Even though I have been gardening for years, every year I learn new things about spacing and grouping, and this year was no exception. I am already making notes (both mental and actual) about next year's gardens, both vegetable and flower. The biggest change coming to the Kitchen Garden will be moving the agastache, which has flourished there, to the flower bed down near the pine trees, which we plan on expanding (all perennials). We love the agastache, but it takes up more room each year. Along with moving it out, I will not be sowing the kitchen garden with cosmos, but instead will sow the small bed immediately behind the house. Cosmos are beautiful and bright, but I want the room they take up. And, in a surprise to myself, it turns out that I love zinnias and will seed a row of them along the very back of the kitchen garden, against the outside garage wall. The ones I sowed this year were in a packet sent to my father from the Alzheimer's Association and the results were tall and colorful and made me smile.

As for next year's planting in the Kitchen Garden, I learned that I had been stunting the peppers' growth by having them too crowded and, wait for it, too shaded by the tomatoes all these years. This year, the peppers got the south side of the garden, and except for the two unfortunates closest to the cosmos/tomato jungle, the peppers have been having a pepper party!

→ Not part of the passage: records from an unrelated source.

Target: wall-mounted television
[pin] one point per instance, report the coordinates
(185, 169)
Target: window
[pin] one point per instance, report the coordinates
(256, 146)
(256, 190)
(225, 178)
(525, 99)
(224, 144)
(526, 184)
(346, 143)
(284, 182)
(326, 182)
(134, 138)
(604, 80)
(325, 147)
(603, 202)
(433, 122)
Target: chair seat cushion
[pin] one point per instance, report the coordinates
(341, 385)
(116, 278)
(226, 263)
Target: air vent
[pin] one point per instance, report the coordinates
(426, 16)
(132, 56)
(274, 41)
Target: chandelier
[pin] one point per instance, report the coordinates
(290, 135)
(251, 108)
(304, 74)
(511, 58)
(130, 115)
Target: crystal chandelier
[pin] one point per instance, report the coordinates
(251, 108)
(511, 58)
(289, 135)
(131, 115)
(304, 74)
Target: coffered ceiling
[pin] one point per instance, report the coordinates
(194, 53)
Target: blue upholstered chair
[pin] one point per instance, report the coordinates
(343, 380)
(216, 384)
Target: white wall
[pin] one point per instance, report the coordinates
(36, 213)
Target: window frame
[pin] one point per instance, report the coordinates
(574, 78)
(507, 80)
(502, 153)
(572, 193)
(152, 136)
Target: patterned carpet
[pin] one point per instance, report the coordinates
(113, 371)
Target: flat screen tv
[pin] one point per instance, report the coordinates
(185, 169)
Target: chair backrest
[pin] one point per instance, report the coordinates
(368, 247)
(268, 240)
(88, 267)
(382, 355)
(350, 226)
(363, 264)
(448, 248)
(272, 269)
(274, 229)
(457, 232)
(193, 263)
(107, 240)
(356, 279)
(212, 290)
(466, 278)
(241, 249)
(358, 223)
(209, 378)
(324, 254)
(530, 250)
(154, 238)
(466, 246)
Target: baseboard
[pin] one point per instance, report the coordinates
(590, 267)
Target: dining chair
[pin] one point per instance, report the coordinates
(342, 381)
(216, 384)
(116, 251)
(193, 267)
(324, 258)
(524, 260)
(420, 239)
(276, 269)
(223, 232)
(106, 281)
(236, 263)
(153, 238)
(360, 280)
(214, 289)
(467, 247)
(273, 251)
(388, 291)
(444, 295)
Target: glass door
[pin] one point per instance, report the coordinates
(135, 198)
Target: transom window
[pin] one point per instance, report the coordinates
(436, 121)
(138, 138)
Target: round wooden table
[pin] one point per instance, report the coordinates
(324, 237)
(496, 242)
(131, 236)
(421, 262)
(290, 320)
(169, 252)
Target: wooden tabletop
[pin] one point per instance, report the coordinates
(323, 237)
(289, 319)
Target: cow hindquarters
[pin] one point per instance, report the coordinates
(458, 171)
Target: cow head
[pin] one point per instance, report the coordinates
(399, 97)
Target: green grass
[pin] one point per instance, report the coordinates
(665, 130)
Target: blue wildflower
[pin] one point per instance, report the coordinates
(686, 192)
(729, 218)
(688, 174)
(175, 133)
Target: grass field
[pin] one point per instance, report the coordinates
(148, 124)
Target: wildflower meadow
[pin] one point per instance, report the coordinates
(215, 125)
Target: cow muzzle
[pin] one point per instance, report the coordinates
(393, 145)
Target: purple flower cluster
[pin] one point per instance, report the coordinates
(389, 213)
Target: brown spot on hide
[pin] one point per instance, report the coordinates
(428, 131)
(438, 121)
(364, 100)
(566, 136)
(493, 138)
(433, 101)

Some of the peppers, ready for their closeup 


There should be weeks yet of tomatoes and peppers. The basil is growing beautifully still and while I am leaning towards letting it flower for the bees, I may do one more small harvest to dry the leaves for seasoning. My neighbor Mary was taken aback when I told her my plans to let it flower. "But it gets bitter then!" "But the bees love it," I replied, and I told her how I liked to think of the bees wintering over with their hive smelling like basil. Mary smiled; so that's why I was thinking that! 

Summer is winding down. But the bees and the flowers and the Kitchen Garden are still going strong. I look forward to seeing what the next month brings. 

Wednesday, August 27, 2025

More Small Things

Peppers, peppers, peppers! 

Right now, small things continue to work the best for me in moving through these days. When other matters become too much to work with, I can always turn to small tasks and find focus and satisfaction. 

Here is another handful of small things. 

This year, we have a pepper harvest to beat any prior pepper harvest (and there is more harvest to come). So after picking (not a peck of pickled peppers) peppers, I decided to make onion/pepper relish (hot bath canning only):

Preparing the relish

And done!
More got cut up and put in the freezer:

Cutting!

And ready for the freezer! 
And some ended up on our supper tables, sliced open, cleaned, and filed with mozzarella cheese:

Ready to prep for supper

Yes, they were delicious! 

Our hot weather finally broke (and hoping beyond hope it stays broke), so last evening I thought "Why not bake some cookies?"

So I did:

Getting ready to start mixing


And done!

They too are delicious!

Even the laundry is satisfying:

Socks socks socks

In the evenings, if Warren is working on business or class, I try to spend my time reading (current read is The Portrait of a Lady by Henry James) or writing letters. 

I know: Just small tasks. Just little things. But right now, it is these little things that help me make sense of my days. And that is more than enough.